On July 17th 2013, Public Citizen, a national non-profit organization released a report titled “Health Care Workers Unprotected. Insufficient Inspections and Standards Leave Safety Risks Unaddressed.”  The report cites the a CDC article that shows that Healthcare is the fastest-growing sector of the U.S. economy, employing over 18 million workers. Women represent nearly 80% of the healthcare work force. Healthcare workers face a wide range of hazards on the job, including needlestick injuries, back injuries, latex allergy, violence, and stress. The high rate of injuries among healthcare workers has been discussed before on this blog, especially with regard to chemical exposures.
Cases of nonfatal occupational injury and illness among to healthcare workers are among the highest of any industry sector.

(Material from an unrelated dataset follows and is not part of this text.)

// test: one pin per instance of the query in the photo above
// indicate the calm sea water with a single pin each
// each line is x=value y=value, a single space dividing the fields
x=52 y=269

By contrast, two of the most hazardous industries, agriculture and construction, are safer today than they were a decade ago.  This at a time when healthcare spending and the number of people employed in healthcare is increasing.

Public Citizen places the blame in OSHA’s lack of inspection and lack of suitable ergonomic standards applicable to healthcare and the following statistics show that they have a good point.
Industry
No. Employed
No Injuries
No Fatalities
No. Inspections
Construction
9.1 million
74,950
744
52,179
Manufacturing
14.1 million
127,140
329
19,566
Healthcare and Social Assistance
18.9 million
176,380
141
2,504
The number of inspections in healthcare and social assistance is proportionately much smaller than in either manufacturing or construction. Some of this difference is due to the more severe injuries in manufacturing and construction, but even when comparing the relative rates of fatalities the report says that OSHA conducts fewer than 1/4th as many inspections in healthcare as in construction in proportion to the number of fatalities.
This blog has also commented previously on the lack of OSHA inspections, due to a lack of resources, even though the revenues from the additional inspections would almost fully reimburse the treasury.

The other point that the Public Citizen report makes is that there are insufficient standards relevant to healthcare, especially ergonomics. This blog has also discussed previously about how it is more difficult for OSHA to promulgate new standards and regulations compared to many other government agencies. If there are not applicable standards available, then OSHA must use the General Duty Clause in order to prosecute unsafe work practices. The additional evidentiary burden makes these prosecutions few and far between.

As Assistant Secretary of Labor David Michaels said It is unacceptable that the workers who have dedicated their lives to caring for our loved ones when they are sick are the very same workers who face the highest risk of work-related injury and illness.